Weipert is working to find out what’s working well in the community, what gaps are there, and how these can be filled.
Weipert spent most of her previous time in Slave Lake with the younger generation teaching them swimming lessons. Her favourite part of being back is seeing the toddlers and kids she used to teach as teenagers and adults. Some are the same age as her own kids.
For example, one of the former pool staff Weipert mentored is now a registered nurse at the Slave Lake Hospital.
Weipert was born in Dawson Creek, BC, but grew up in Kamloops, BC. She did a Bachelor of Business at the University College of the Caribou in Kamloops. In the fall of 2000, she moved to Fort Nelson, BC to work at a mill and OSB plant. This is where she met her partner.
While in Fort Nelson, Weipert gave birth to their two daughters.
In 2006, the family moved to Slave Lake for the first time. Weipert’s partner was involved in the construction of the Tolko OSB plant near Slave Lake. She worked at the Northern Lights Aquatic Centre in Slave Lake from 2007 to 2011. For most of that time, she was the pool manager.
From 2012 to 2019, Weipert worked in High Level. She started out at the pool and became the director of community services. Weipert and her family remained connected with Slave Lake through swim club and other things.

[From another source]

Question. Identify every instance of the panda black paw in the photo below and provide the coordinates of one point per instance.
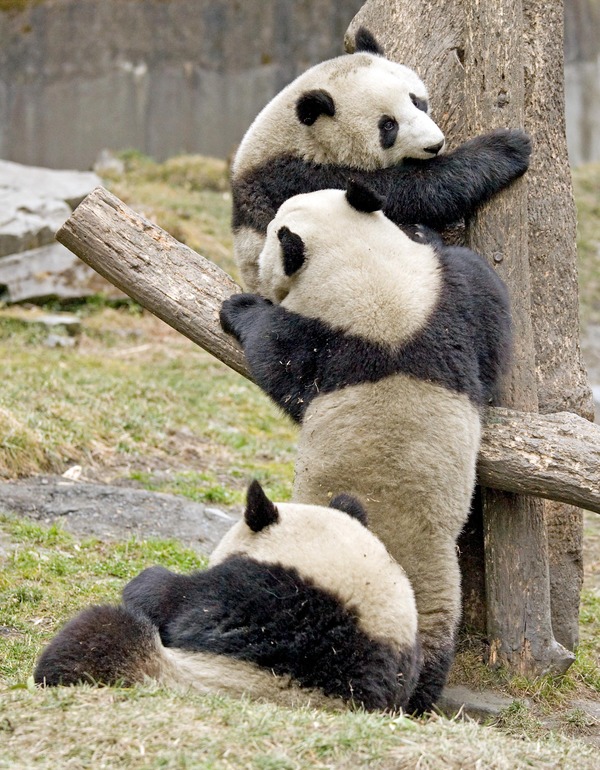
(233, 309)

Weipert’s partner and youngest daughter moved to Slave Lake in the summer. Their older daughter is studying at NAIT, in Edmonton. Weipert stayed longer in High Level because of the fire and its aftermath.

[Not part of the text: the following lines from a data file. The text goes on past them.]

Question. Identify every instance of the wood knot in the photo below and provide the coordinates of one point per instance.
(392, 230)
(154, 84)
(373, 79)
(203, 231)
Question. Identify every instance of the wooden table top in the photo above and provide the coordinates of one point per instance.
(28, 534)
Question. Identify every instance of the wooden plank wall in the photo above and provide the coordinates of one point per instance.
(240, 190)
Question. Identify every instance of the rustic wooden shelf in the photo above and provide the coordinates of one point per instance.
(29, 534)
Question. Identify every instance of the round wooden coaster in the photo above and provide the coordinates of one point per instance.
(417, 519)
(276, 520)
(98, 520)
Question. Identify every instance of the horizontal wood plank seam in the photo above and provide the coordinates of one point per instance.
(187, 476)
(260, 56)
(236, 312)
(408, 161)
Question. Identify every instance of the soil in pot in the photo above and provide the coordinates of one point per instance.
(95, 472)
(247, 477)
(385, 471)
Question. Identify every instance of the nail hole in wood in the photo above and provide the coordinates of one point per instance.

Her partner is a project manager with Tolko. He works at the High Prairie, Slave Lake, and Meadow Lake, Saskatchewan plants.
Slave Lake FCSS is funded by the Alberta government and the Town of Slave Lake. In Slave Lake, FCSS runs programs, partners with other groups, and gives grants to local organizations.

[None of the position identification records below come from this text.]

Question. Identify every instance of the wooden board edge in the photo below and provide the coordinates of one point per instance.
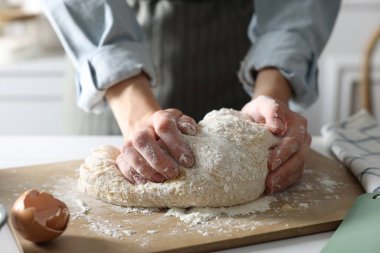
(260, 238)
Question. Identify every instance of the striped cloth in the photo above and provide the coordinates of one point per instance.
(356, 143)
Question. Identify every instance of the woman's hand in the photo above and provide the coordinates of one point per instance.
(269, 106)
(154, 147)
(286, 161)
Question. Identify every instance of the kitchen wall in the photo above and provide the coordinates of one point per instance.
(32, 88)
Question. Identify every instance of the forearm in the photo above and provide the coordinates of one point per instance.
(270, 82)
(132, 102)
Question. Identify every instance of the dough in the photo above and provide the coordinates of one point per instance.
(231, 166)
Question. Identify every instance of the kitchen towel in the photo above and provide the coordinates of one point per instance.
(356, 143)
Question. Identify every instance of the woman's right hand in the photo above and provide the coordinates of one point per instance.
(156, 148)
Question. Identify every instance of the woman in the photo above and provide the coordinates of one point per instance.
(142, 57)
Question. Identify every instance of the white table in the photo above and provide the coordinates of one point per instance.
(18, 151)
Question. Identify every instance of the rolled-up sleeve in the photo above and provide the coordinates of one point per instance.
(289, 35)
(105, 43)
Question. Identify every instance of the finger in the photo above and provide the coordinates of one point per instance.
(274, 114)
(150, 149)
(290, 144)
(268, 111)
(286, 148)
(187, 125)
(166, 128)
(140, 165)
(128, 172)
(288, 173)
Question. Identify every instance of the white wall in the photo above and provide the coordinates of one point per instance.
(356, 21)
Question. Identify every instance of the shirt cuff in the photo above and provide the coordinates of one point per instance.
(110, 65)
(289, 53)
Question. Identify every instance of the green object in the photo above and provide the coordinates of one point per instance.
(360, 229)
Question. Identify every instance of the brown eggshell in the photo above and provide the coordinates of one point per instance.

Weipert feels a moral and ethical responsibility for FCSS to offer programs that the community needs and wants. Her goal is that these be efficient, effective and safe.
Some upcoming FCSS programs are the free tax clinics at the Multi Rec Centre starting in March and the Volunteer Appreciation Dinner on April 24 starting at 6 p.m. at the Slave Lake Native Friendship Centre.
The deadline to nominate someone for Citizen of the Year and Lifetime Volunteer is March 6.